Interpretado como um sistema aberto, o solo permite trocas de matéria e de energia com os sistemas adjacentes, isto é, com a litosfera, a atmosfera, a hidrosfera e a biosfera, o que faz dele um dos mais importantes ecossistemas do planeta. Situado na interface destas unidades geosféricas, o solo absorve e armazena energia radiante solar, é sede de fenómenos físicos, químicos e biológicos e tende, naturalmente, para um estado de equilíbrio estacionário enquanto se mantiverem as condições sob as quais evoluiu.

Com as variações próprias das diversas latitudes e altitudes, os solos estão presentes na maior parte da superfície terrestre emersa, constituindo o que foi convencionalmente considerado a pedosfera (do grego pédon, solo),

A par da modelação das formas de relevo por erosão (gliptogénese), da formação das rochas sedimentares (sedimentogénese) e da origem e evolução dos seres vivos (biogénese), a pedogénese, ou seja, a origem e evolução do solo é consensualmente considerada um fenómeno geológico. 

Se tivermos em conta que a meteorização das rochas e a formação dos solos são as respostas da litosfera ao ambiente externo, e considerando a erosão como a resposta dos produtos dessa alteração (detritos terrígenos) à atracção gravítica, a existência de um solo testemunha sempre uma situação de equilíbrio entre as taxas de meteorização e de erosão.
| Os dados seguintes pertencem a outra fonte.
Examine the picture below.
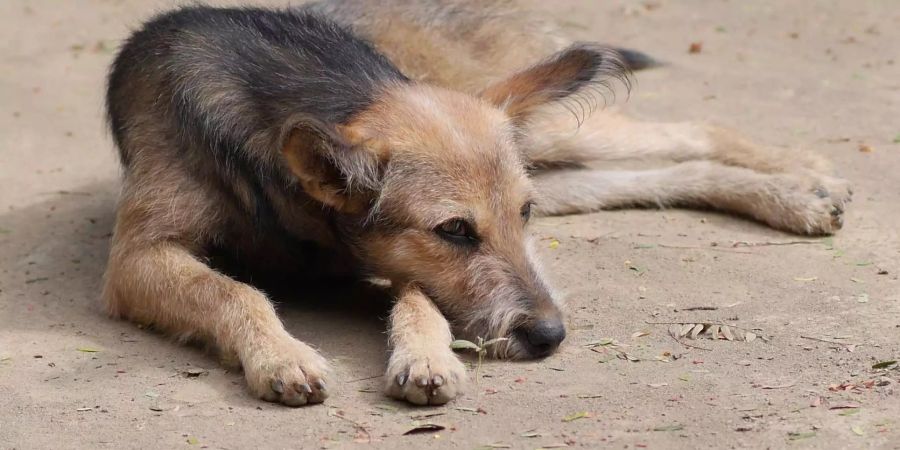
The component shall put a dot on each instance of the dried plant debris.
(885, 364)
(712, 330)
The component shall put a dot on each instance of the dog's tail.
(636, 60)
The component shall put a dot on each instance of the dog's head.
(438, 181)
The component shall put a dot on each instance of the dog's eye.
(457, 231)
(526, 211)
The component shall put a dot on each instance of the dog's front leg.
(164, 284)
(422, 370)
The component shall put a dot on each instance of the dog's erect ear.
(329, 168)
(575, 70)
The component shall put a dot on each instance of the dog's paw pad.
(425, 379)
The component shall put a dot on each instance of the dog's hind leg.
(554, 138)
(422, 369)
(793, 202)
(156, 276)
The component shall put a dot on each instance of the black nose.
(543, 337)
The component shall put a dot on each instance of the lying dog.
(410, 141)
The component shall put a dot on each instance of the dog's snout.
(543, 337)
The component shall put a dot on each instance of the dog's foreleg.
(799, 203)
(607, 136)
(422, 369)
(164, 285)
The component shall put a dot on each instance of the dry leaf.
(726, 331)
(806, 279)
(576, 416)
(424, 428)
(697, 330)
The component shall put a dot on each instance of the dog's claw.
(278, 386)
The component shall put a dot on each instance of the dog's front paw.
(286, 371)
(424, 377)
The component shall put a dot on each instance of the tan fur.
(452, 154)
(422, 369)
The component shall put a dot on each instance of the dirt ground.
(822, 74)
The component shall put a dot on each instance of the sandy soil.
(822, 74)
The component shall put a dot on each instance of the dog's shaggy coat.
(408, 140)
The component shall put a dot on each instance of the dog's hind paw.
(808, 203)
(424, 378)
(287, 372)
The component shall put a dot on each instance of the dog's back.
(460, 44)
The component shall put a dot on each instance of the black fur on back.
(229, 78)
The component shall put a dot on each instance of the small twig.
(701, 322)
(366, 378)
(829, 341)
(715, 249)
(686, 344)
(771, 243)
(359, 426)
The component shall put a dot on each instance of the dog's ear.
(328, 167)
(577, 69)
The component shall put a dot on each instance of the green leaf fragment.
(796, 436)
(576, 416)
(884, 364)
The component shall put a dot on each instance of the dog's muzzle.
(541, 338)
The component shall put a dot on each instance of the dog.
(407, 140)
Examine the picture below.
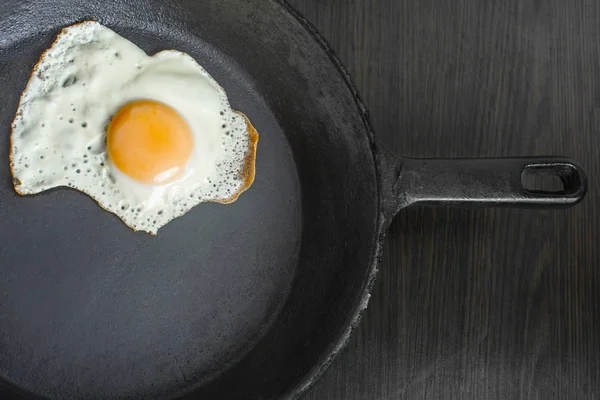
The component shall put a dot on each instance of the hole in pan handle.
(486, 182)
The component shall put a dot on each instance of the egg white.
(58, 136)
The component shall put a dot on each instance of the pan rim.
(358, 311)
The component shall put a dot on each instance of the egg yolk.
(149, 142)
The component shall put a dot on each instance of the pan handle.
(485, 182)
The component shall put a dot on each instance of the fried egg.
(147, 137)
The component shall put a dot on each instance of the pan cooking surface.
(90, 309)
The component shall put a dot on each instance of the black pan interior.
(244, 301)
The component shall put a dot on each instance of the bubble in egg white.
(79, 83)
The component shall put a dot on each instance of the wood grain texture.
(477, 304)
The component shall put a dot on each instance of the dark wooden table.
(477, 304)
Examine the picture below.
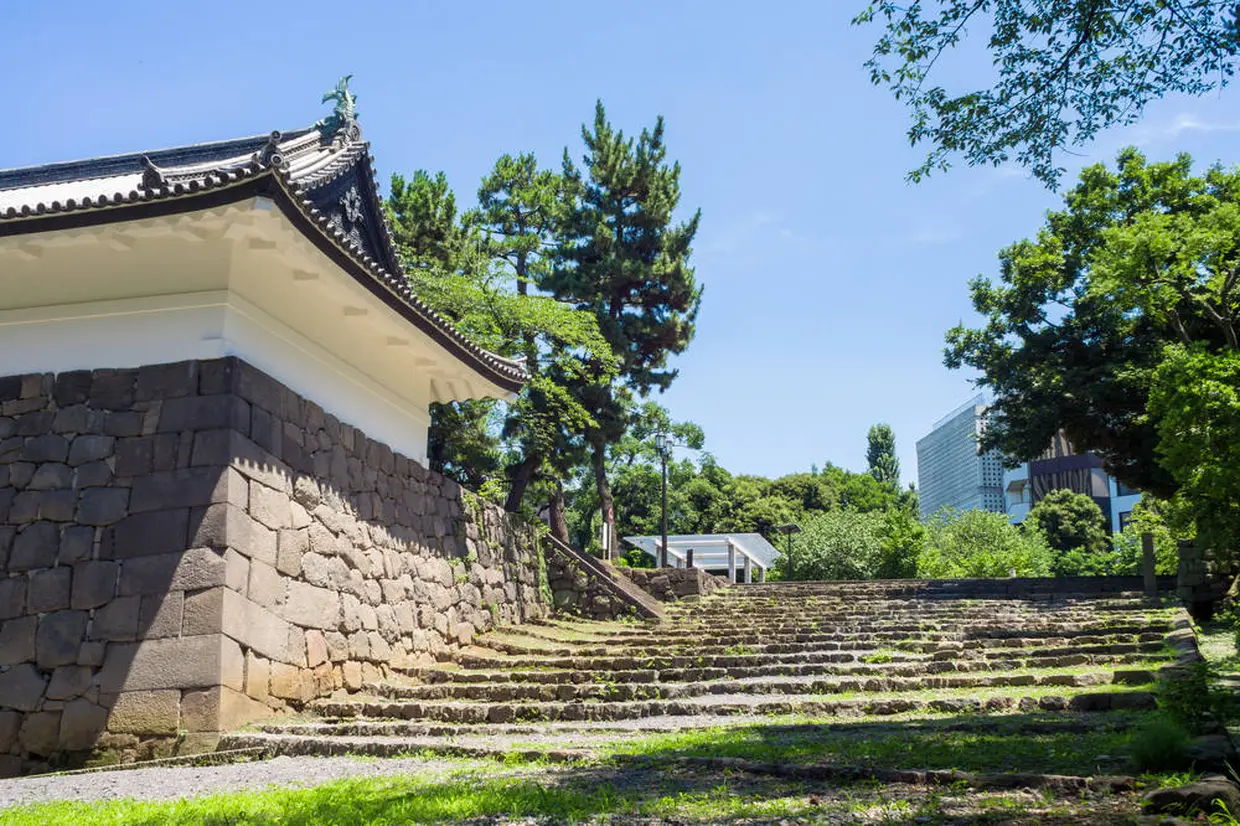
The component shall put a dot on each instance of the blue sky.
(828, 279)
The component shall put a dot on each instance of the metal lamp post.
(789, 530)
(661, 444)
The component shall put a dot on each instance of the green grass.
(404, 800)
(1001, 746)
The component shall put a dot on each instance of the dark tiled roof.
(324, 186)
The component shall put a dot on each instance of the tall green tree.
(1197, 402)
(1064, 71)
(978, 543)
(443, 259)
(1078, 321)
(476, 269)
(1070, 521)
(881, 454)
(626, 261)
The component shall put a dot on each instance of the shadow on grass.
(642, 779)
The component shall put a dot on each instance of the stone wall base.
(668, 584)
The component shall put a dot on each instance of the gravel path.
(190, 781)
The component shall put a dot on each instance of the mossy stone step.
(482, 712)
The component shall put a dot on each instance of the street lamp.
(789, 530)
(664, 445)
E, assim, como escreveu, em 1980, outro nome grande da Ciência do Solo, o igualmente ilustre professor catedrático João Manuel Bastos de Macedo, do Instituto Superior de Agronomia, o solo é “uma solução de compromisso entre a meteorização e a erosão” e, como tal, fruto de um evidente processo geológico à escala do planeta.

Recurso fundamental à sobrevivência da humanidade, o solo, surgido no Silúrico superior, há cerca de 425 milhões de anos, por força de um processo dinâmico a um tempo geológico e biológico, alimentado pela energia solar, está cada vez mais sujeito ao impacto da actividade humana exponencial e preocupantemente crescente. Na sua imensa capacidade tecnológica, a sociedade dita do desenvolvimento pode destruir em horas um bem colectivo cuja formação necessita de milhares de anos a ser desenvolvido. Urge pois trazer este conhecimento ao cidadão, a começar na escola, onde os curricula estão longe de dar ao solo a importância científica, económica e social que, na realidade, tem.

Pelo valor que lhe é atribuído, como um dos principais recursos naturais de que dispomos, ao lado da água e do ar e bem acima da maioria das matérias-primas minerais, o seu estudo, isto é, a pedologia, para além da sua importância em ciências fundamentais, como a Geologia (em especial no capítulo da geodinâmica externa) e a Biologia, constitui complemento indispensável em domínios do saber ligados à economia, como são, entre outros, a agricultura, a silvicultura, o ordenamento do território e a prospecção geológica e mineira. A pedologia recorre a meios que vão desde os mais simples, como seja a observação no terreno em amostra de mão, aos mais sofisticados, postos à disposição dos pedólogos, com destaque para a difractometria de raios X, as microscopias óptica e electrónica, os diversos equipamentos de análise química mineral, a fotografia aérea, a teledetecção via satélite, etc., sem esquecer os da biologia e da bioquímica, indispensáveis ao conhecimento da componente orgânica viva e morta do solo.

A.M. Galopim de Carvalho. É professor catedrático jubilado pela Universidade de Lisboa, tendo assinado no Departamento de Geologia da Faculdade de Ciências desde 1961. É autor de 21 livros, entre científicos, pedagógicos, de divulgação científica e de ficção e memórias. Assinou mais de 200 trabalhos em revistas científicas. Como cidadão interventor, em defesa da Geologia e do património geológico, publicou mais de 150 artigos de opinião. Foi diretor do Museu Nacional de História Natural, entre 1993 e 2003, tempo em que pôs de pé várias exposições e interveio em mais de 200 palestras, pelo país e no estrangeiro.